Оля быстро повернулась к вошедшей женщине и ещё быстрее ответила:

– Нет, мама, мы просто рассуждали. Со слонами всё кончено. Вот я даже Володе созналась, что это было мальчишеское хвастовство… Созналась?

– Правда, правда, – поспешно подтвердил Володя. – Она мне сказала. Мальчишество… и сама признаёт.

Мама улыбнулась Володе: ей, кажется, понравилось, что он так быстро, горячо вступился.

– Вы Володя? Здравствуйте, Володя, – сказала дружелюбно. – Спасибо, что вы помогли Оле с шариками. Я её мама.

– Здравствуйте… Я бы и так сразу узнал, вы на неё очень похожи.

– Неужели? – Мама засмеялась звонким, Олиным смехом.

– Честное слово, хотя вы очень уж молодая. А смеётесь, как она.

– А мамы все старые? – засмеялась и Оля.

– Кто их знает… Я своей‑то никогда не видел. Нету у меня. У меня бабушка. А у других ребят, я вижу, они солидные всё‑таки какие‑то…

– Ой, мама, ты у меня не солидная, оказывается! Что ж нам теперь делать?

 

Глава седьмая

 

Зина была хорошая девочка. До того хорошая и прилежная, что редко кто из ребят мог её долго выносить.

Чем именно она хорошая – это было как‑то не совсем ясно. Но даже когда она просто шла по улице, все, глядя на неё, думали: "Вот идёт хорошая девочка".

Училась она плоховато, но зато очень прилежно и старательно.

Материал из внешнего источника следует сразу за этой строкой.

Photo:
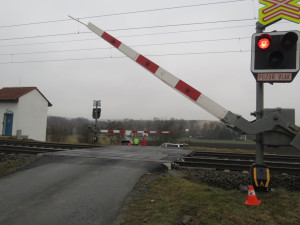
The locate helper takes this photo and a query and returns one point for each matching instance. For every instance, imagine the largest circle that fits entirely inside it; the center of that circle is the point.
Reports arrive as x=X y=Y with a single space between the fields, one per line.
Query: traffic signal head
x=96 y=113
x=275 y=56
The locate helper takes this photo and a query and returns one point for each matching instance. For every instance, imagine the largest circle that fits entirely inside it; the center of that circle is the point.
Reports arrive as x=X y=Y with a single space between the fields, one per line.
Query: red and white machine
x=136 y=132
x=275 y=121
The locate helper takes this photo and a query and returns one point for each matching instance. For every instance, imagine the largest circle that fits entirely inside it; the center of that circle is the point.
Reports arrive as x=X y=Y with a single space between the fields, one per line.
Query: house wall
x=6 y=107
x=30 y=115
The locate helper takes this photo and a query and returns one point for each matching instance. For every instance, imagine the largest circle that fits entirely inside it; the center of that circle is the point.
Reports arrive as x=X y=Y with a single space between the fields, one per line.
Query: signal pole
x=259 y=158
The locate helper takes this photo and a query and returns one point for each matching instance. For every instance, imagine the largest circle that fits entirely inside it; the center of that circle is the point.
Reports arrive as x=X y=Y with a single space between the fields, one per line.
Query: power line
x=132 y=28
x=141 y=45
x=122 y=13
x=118 y=57
x=132 y=35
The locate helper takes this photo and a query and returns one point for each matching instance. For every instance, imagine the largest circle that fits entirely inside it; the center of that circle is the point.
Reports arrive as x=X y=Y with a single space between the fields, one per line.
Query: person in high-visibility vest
x=144 y=142
x=136 y=141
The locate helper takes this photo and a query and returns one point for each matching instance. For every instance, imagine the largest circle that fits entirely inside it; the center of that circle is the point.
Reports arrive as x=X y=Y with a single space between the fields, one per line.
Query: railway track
x=35 y=147
x=238 y=162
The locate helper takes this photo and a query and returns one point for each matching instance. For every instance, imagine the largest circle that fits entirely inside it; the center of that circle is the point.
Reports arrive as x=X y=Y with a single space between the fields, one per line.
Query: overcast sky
x=40 y=46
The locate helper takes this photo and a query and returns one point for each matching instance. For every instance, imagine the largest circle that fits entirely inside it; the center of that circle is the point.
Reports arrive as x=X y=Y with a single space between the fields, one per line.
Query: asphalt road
x=78 y=187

Даже отвечая невыученный урок, она завиралась, путалась и ошибалась с таким старательным, скромным и прилежным видом, что казалось, это какая‑то другая девочка плохо знает урок и уж кто‑кто, но никак не эта, гладенько прилизанная, так правдиво глядящая прямо в глаза преподавателю Зина в этом может быть виновата.

Так и сейчас, когда в классе стояла тишина, потому что все более или менее были заняты письменной работой, Зина прилежно писала, медленно выводя закорючки на больших буквах и только искоса всё время приглядывала, следила за тем, как какой‑то листок бумаги путешествует под партами. Ни один педагог никогда и подумать бы не мог, что это её собственное произведение.

На листке толстый слон сидел, развалясь в кресле, и ухмылялся, а девочка с поклоном подносила ему чайную чашку с блюдцем. Хотя слон был нарисован довольно хорошо – Зинка их уже столько раз рисовала, что, видно, насобачилась, – у него над головой всё‑таки для ясности стояла надпись: «Слон». А над головой девочки: "Оля Рытова".

Подо всей картинкой тянулась подпись: "Знакомый слон пьёт чай в гостях у Оли" и "Передавай дальше!"

Эту картинку и передавали из рук в руки, с парты на парту. Кое‑кто хихикал, оглядываясь на Олю, кое‑кто улыбался, разглядывая и передавая дальше.

Наконец листок дошёл до Володи.

Зинка обернулась, привстала, так и впилась в него глазами, в злорадном ожидании угрожающе прошипела:

– Только порви попробуй! Ещё десять нарисую!

Володя минуту подумал, поводил пером, нагнувшись над картинкой, и спокойно передал её соседу.

Зинка заёрзала от беспокойства, отметив, что смешки стали громче, продолжительней. Она завертелась на месте, стараясь перехватить свой листок, но он обошёл полкласса, прежде чем вернулся в её руки.

Всё было на месте, как она задумала и нарисовала, только за спиной у слона появилась довольно мерзкая собачонка с разинутым ртом, из которого летели брызги, и рядом с надписью «Слон» было приписано: "А это Моська‑Зинка".

Зина замерла, засопела, сложила листок пополам, – разорвала, ещё сложила, опять и опять разорвала в мелкие клочки, скомкала в кулаке и засунула в карман.

 

– Можно нам немножко пострелять? Ну по пять патрончиков? А, мам?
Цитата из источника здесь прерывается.